Securing a 30 per cent share of Conditional Access spend, NAGRA emerged as market leader laying claim to significant share of Cisco’s foregone content security revenue, according to the IHS Markit Content Security: Vendor Analysis 2017 report
According to the critical information, analytics and expertise source, 2016 was a pivotal year for the content security industry. While global Conditional Access (CA) spend fell imperceptibly – from $1.97 billion to $1.92 billion – the market’s most volatile change took the form of competitive re-alignment. Cisco’s CA revenue contracted by 17 per cent, the firm retreated from its dominant market position and NAGRA absorbed the vast majority of Cisco’s relinquished turnover. In so doing, NAGRA vaulted into the CA market’s top spot, and now controls 30 per cent of CA spend. In conjunction with Conax, another Kudelski Group security provider, the combined group entity controls 35 percent of the global CA market and leads the industry by a considerable margin.
“The content security industry is rife with competitive repositioning and strategic manoeuvring,” said Merrick Kingston, principal analyst at IHS Markit. “Ultimately, however, NAGRA’s advance is attributable to a single empirical antecedent: the firm has shown unparalleled commitment to broadening the scope and capability of its security portfolio.”
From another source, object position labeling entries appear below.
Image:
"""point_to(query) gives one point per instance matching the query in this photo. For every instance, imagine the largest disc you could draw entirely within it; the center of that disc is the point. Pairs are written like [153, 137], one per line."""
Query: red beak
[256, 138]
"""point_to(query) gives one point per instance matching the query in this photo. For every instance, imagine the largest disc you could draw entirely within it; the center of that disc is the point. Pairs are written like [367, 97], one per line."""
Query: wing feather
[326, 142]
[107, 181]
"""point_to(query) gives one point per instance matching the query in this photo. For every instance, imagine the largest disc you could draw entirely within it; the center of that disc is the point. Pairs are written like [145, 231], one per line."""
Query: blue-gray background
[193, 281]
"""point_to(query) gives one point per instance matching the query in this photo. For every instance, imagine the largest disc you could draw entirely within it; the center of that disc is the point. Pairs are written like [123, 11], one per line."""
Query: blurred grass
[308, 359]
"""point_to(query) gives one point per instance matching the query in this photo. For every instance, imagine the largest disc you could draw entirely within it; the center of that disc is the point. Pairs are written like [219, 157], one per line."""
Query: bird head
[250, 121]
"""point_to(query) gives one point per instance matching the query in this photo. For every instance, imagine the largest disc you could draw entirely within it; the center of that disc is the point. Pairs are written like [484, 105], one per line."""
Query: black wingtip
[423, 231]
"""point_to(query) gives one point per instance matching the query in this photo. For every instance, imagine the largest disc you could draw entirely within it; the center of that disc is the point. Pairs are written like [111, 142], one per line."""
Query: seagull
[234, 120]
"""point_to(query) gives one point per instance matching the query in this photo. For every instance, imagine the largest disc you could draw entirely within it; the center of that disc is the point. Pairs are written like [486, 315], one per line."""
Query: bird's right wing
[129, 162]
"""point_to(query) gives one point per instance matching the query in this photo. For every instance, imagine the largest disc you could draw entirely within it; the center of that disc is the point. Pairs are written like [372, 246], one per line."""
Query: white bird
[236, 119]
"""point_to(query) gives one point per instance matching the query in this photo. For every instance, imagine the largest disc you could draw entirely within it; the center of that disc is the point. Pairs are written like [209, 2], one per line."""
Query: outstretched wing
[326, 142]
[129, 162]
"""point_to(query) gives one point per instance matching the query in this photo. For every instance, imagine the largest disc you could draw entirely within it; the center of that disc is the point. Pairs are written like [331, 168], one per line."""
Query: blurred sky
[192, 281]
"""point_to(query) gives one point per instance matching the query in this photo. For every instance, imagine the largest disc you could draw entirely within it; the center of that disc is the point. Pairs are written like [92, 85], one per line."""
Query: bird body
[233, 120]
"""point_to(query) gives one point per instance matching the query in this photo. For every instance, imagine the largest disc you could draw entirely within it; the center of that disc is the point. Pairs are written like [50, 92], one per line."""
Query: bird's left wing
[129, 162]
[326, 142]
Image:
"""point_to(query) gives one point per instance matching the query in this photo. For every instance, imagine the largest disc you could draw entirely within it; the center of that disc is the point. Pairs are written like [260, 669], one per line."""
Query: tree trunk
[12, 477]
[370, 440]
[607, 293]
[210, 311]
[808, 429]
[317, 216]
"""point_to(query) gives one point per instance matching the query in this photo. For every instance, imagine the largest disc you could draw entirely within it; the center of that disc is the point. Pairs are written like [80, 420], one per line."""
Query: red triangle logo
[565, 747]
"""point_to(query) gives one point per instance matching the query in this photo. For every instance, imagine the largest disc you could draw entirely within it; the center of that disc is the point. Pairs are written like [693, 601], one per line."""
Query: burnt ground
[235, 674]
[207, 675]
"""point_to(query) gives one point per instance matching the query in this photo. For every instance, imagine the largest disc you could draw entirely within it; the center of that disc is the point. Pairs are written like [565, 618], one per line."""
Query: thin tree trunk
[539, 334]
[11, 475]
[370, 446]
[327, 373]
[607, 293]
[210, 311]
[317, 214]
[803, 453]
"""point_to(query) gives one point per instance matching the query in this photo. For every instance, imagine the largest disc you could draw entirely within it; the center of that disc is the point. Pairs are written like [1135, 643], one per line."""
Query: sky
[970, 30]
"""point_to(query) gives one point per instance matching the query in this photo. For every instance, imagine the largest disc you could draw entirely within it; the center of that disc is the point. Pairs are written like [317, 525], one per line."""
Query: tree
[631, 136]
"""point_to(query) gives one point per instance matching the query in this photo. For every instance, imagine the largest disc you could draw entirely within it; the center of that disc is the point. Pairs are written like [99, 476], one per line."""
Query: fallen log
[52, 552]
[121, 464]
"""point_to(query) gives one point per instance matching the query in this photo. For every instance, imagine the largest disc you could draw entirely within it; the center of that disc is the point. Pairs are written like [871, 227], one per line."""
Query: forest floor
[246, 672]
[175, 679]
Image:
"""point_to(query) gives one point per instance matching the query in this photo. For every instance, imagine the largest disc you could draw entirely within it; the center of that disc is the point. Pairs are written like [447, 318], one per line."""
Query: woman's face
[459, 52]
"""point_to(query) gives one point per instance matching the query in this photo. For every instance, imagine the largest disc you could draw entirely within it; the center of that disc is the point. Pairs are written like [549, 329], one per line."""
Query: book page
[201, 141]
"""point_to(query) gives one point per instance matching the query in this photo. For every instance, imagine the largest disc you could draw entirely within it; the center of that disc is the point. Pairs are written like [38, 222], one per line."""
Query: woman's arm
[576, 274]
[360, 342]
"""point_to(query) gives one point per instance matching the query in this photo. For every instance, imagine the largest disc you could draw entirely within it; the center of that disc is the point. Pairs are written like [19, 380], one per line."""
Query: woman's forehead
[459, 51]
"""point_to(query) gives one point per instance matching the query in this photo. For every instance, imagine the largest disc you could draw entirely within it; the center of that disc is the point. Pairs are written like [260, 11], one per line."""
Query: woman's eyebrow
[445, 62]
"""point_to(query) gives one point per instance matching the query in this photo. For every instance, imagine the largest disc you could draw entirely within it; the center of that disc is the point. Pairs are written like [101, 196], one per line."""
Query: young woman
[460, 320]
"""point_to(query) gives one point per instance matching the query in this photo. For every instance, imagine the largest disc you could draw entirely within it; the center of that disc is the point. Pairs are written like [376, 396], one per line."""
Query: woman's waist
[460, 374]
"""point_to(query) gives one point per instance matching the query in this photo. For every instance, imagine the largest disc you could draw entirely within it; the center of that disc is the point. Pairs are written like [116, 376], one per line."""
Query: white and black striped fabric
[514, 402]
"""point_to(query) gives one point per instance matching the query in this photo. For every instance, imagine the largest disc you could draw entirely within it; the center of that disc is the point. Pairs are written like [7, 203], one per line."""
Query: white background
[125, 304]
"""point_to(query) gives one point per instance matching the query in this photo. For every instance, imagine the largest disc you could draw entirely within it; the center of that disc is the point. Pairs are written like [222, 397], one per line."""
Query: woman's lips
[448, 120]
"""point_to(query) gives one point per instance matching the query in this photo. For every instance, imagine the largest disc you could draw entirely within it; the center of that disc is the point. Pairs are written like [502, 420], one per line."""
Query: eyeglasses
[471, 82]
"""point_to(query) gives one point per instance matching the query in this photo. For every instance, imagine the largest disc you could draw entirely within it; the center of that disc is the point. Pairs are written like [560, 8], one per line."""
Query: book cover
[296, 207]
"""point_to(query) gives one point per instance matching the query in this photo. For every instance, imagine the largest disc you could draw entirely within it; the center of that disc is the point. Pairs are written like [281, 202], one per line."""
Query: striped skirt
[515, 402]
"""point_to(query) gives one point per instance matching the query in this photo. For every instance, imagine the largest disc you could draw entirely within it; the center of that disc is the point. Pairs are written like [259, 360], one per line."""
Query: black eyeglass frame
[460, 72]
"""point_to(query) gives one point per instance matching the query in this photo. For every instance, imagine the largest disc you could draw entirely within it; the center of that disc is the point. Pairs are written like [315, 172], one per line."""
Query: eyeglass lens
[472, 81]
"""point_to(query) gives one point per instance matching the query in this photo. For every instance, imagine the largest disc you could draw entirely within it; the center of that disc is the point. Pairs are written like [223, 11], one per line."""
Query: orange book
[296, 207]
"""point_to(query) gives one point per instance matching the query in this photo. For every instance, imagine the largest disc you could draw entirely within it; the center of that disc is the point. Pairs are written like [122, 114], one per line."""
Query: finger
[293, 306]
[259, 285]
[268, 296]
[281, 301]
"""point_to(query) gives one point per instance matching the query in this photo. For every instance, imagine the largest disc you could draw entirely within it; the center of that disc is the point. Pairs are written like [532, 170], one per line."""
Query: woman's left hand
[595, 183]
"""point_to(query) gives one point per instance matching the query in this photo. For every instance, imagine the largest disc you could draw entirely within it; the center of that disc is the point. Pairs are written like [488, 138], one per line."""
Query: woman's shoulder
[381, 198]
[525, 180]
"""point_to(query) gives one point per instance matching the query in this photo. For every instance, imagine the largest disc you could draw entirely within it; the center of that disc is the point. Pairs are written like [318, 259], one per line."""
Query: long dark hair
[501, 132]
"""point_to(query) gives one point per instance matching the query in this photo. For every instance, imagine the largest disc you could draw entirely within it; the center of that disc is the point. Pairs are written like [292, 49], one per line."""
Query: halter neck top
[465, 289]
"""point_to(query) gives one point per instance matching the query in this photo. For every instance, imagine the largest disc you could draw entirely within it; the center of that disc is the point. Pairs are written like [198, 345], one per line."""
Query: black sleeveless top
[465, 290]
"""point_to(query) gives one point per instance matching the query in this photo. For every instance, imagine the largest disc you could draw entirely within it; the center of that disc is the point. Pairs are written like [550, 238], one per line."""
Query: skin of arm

Capabilities vary in the security segment
Broadcast CA and proprietary DRM are part-and-parcel of any minimum viable security solution, but encryption alone is no longer sufficient to impede illicit, systemic re-streaming. Secure media players, forensic watermarking, piracy monitoring, and infrastructure security form the crux of an expanded, holistic approach to revenue security.
“Media companies are not foolhardy, and they’re not prepared to predicate the integrity of their business model on passive encryption alone,” Kingston added. “Although the competitive landscape can shift quickly, at the present time NAGRA alone offers an end-to-end suite comprising transmission, storage, data centre, and on-device security, as well as proprietary content tracking and proactive, piracy monitoring and takedown services. The company’s breadth of security offerings is currently unrivalled.”
Competitive positioning in the wider technology ecosystem is far less clear-cut
Security forms only part of the broader technology ecosystem that media companies and service providers require. This broader video ecosystem draws together firms with expertise in infrastructure, video processing, video experience solutions, and analytics.
“From an R&D perspective, tailoring spend to achieve even a modicum of product specialisation is a best-response for any firm in this industry,” advised Kingston. “There exist only so many pivots that firm can feasibly or cost-effectively execute. Moving into the network infrastructure space is a non-starter; the cost of entry, coupled with the hyper-competitive ARRIS-Cisco-Huawei oligopoly, precludes this form of diversification. However, firms with a provenance in video hardware, software, and apps have other diversification options at their disposal. The media industry is marching inexorably toward the ‘datafication’ of video operations. Among companies with a content security and video software background, few have established a competitive foothold in the analytics and predictive business-intelligence segment. Considerable first-mover advantage exists for those firms who secure an early foothold in this market,” he concluded.